= Ramsey-Turán theory =

Ramsey-Turán theory is a subfield of extremal graph theory. It studies common generalizations of Ramsey's theorem and Turán's theorem. In brief, Ramsey-Turán theory asks for the maximum number of edges a graph which satisfies constraints on its subgraphs and structure can have. The theory organizes many natural questions which arise in extremal graph theory. The first authors to formalize the central ideas of the theory were Erdős and Sós in 1969, though mathematicians had previously investigated many Ramsey-Turán-type problems.
== Ramsey's theorem and Turán's theorem ==

Ramsey's theorem for two colors and the complete graph, proved in its original form in 1930, states that for any positive integer k there exists an integer n large enough that for any coloring of the edges of the complete graph $K_n$ using two colors has a monochoromatic copy of $K_k$. More generally, for any graphs $L_1,\dots,L_r$, there is a threshold $R=R(L_1,\dots,L_k)$ such that if $n \geq R$ and the edges of $K_n$ are colored arbitrarily with $r$ colors, then for some $1 \leq i \leq r$ there is a $L_i$ in the $i$th color.

Turán's theorem, proved in 1941, characterizes the graph with the maximal number of edges on $n$ vertices which does not contain a $K_{r+1}$. Specifically, the theorem states that for all positive integers $r,n$, the number of edges of an $n$-vertex graph which does not contain $K_{r+1}$ as a subgraph is at most $$\bigg(1 - \frac{1}{r}\bigg) \frac{n^2}{2}$$ and that the maximum is attained uniquely by the Turán graph $T_{n,r}$.

Both of these classic results ask questions about how large a graph can be before it possesses a certain property.

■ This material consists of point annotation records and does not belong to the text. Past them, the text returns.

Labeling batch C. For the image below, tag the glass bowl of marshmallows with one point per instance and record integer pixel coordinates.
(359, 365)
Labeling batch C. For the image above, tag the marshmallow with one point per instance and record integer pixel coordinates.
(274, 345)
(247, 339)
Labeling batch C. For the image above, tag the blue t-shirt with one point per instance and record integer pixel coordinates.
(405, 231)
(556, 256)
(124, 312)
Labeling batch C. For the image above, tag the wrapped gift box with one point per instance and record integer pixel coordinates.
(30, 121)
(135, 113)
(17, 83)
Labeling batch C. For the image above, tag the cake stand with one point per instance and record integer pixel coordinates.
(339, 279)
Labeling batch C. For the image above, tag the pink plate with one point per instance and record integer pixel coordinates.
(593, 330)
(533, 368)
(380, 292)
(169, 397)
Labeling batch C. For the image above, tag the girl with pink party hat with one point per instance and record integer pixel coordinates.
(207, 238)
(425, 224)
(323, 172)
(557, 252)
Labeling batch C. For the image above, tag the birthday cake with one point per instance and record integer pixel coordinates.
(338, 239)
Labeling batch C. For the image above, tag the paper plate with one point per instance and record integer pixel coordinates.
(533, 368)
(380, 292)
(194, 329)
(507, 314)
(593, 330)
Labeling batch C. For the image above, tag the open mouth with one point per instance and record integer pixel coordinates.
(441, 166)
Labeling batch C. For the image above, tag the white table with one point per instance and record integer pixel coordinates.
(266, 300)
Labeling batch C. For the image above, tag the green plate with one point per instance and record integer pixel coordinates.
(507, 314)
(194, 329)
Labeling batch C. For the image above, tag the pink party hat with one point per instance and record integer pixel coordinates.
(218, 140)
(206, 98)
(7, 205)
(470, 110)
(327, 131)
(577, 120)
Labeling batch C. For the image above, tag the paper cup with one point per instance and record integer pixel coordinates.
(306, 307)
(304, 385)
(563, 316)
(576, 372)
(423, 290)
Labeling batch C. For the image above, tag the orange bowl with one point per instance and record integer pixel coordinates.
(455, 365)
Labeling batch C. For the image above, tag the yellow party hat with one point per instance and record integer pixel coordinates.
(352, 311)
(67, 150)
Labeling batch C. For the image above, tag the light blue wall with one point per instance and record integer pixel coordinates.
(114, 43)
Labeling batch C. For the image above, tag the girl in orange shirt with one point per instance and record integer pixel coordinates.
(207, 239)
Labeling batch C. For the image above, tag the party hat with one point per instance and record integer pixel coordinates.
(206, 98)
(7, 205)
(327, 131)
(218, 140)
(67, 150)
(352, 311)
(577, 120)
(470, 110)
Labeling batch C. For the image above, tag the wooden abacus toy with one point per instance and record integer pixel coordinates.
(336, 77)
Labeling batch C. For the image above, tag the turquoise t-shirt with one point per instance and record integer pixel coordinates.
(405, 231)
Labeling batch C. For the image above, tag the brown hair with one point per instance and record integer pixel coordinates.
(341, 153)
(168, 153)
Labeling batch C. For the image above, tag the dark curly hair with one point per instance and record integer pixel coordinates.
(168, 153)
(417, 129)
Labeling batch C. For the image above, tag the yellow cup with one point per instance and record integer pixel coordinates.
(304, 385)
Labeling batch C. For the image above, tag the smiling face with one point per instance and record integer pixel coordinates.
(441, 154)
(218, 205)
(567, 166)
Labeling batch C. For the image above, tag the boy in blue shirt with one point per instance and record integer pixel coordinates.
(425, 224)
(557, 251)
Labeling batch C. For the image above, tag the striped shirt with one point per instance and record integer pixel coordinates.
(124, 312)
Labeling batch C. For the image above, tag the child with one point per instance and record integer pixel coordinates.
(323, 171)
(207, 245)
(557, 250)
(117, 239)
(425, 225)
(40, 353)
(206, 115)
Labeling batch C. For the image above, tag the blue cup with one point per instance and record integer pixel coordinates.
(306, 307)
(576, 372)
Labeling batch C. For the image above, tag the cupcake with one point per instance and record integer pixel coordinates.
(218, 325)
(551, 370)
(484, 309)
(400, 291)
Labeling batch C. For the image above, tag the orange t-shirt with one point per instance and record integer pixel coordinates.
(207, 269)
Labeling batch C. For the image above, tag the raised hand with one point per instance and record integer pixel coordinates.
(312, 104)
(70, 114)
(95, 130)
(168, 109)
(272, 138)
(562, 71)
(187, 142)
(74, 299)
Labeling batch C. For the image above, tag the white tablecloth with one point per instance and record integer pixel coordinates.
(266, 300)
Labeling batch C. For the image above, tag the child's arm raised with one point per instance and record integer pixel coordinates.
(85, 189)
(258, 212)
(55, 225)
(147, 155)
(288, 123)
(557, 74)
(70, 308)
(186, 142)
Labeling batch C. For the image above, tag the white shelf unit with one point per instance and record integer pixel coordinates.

There is a notable stylistic difference, however. The extremal graph in Turán's theorem has a very strict structure, having a small chromatic number and containing a small number of large independent sets. On the other hand, the graph considered in Ramsey problems is the complete graph, which has large chromatic number and no nontrivial independent set. A natural way to combine these two kinds of problems is to ask the following question, posed by Andrásfai:

Problem 1: For a given positive integer $m$, let $G$ be an $n$-vertex graph not containing $K_{r+1}$ and having independence number $\alpha(G) < m$. What is the maximum number of edges such a graph can have?

Essentially, this question asks for the answer to the Turán problem in a Ramsey setting; it restricts Turán's problem to a subset of graphs with less orderly, more randomlike structure. The following question combines the problems in the opposite direction:

Problem 2: Let $L_1,\dots, L_r$ be fixed graphs. What is the maximum number of edges an $r$-edge colored graph on $n$ vertices can have under the condition that it does not contain an $L_i$ in the ith color?

== General problem ==

The backbone of Ramsey-Turán theory is the common generalization of the above problems.

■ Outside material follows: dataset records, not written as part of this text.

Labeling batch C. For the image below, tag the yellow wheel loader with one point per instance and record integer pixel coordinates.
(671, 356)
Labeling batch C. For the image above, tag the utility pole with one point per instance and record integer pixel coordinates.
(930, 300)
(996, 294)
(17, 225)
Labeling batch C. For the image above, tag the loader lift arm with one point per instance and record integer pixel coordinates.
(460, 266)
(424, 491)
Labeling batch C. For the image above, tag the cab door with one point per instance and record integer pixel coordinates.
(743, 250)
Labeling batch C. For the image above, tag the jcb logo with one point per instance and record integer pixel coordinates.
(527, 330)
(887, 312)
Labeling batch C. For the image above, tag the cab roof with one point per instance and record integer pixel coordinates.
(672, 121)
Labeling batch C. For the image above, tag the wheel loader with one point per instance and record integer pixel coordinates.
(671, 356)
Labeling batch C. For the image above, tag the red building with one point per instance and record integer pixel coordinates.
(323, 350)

Problem 3: Let $L_1,\dots, L_r$ be fixed graphs. Let $G$ be an $r$-edge-colored $n$-vertex graph satisfying (1) $\alpha(G) < m$ (2) the subgraph $G_i$ defined by the $i$th color contains no $L_i$. What is the maximum number of edges $G$ can have? We denote the maximum by $\mathbf{RT}(n;L_1,\dots,L_r,m)$.

Ramsey-Turán-type problems are special cases of problem 3. Many cases of this problem remain open, but several interesting cases have been resolved with precise asymptotic solutions.

== Notable results ==

Problem 3 can be divided into three different cases, depending on the restriction on the independence number. There is the restriction-free case, where $m=n$, which reduces to the classic Turán problem. There is the "intermediate" case, where $m=cn$ for a fixed $0<c<1$. Lastly, there is the $m = o(n)$ case, which contains the richest problems.

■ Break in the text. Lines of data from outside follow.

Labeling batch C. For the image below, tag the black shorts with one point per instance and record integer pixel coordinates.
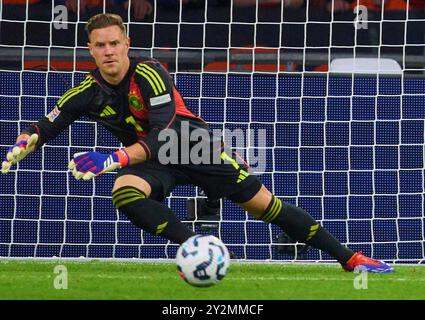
(216, 180)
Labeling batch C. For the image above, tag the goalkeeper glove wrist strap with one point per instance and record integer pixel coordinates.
(123, 157)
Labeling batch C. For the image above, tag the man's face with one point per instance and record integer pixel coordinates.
(109, 48)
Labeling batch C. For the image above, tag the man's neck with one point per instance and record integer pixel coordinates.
(115, 80)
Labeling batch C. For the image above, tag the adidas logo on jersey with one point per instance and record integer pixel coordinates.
(107, 111)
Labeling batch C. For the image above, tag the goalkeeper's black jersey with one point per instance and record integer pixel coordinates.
(145, 102)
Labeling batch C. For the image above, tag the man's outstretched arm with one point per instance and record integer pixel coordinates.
(87, 165)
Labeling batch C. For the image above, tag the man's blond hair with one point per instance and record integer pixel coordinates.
(103, 20)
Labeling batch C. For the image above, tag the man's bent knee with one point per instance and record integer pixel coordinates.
(258, 204)
(129, 180)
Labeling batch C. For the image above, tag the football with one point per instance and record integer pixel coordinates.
(202, 260)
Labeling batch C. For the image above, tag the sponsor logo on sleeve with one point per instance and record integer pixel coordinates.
(53, 114)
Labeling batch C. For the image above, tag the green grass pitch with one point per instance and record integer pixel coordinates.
(31, 279)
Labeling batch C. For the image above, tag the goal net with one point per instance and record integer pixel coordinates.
(329, 96)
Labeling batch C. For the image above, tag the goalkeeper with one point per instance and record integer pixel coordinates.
(137, 102)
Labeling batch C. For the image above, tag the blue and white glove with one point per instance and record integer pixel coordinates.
(19, 151)
(87, 165)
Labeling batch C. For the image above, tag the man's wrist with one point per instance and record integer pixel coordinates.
(123, 157)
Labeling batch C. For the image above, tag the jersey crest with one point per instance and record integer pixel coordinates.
(135, 100)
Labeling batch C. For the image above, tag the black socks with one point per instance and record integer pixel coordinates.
(300, 226)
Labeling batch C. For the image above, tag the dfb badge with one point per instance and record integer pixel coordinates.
(135, 102)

The most basic nontrivial problem in the $m=o(n)$ range is when $r=1$ and $L_1=K_{2k+1}.$ Erdős and Sós determined the asymptotic value of the Ramsey-Turán number in this situation in 1969: $$\mathbf{RT}(n;K_{2k+1},o(n)) = \bigg(1-\frac{1}{k}\bigg)\frac{n^2}{2} + o(n^2).$$ The case of the complete graph on an even number of vertices is much more challenging, and was resolved by Erdős, Hajnal, Sós and Szemerédi in 1983: $$\mathbf{RT}(n;K_{2k},o(n)) = \frac{6k-10}{6k-4}\frac{n^2}{2} + o(n^2).$$ Note that in both cases, the problem can be viewed as adding the extra condition to Turán's theorem that $\alpha(G) < o(n)$. In both cases, it can be seen that asymptotically, the effect is the same as if we had excluded $K_k$ instead of $K_{2k+1}$ or $K_{2k}$.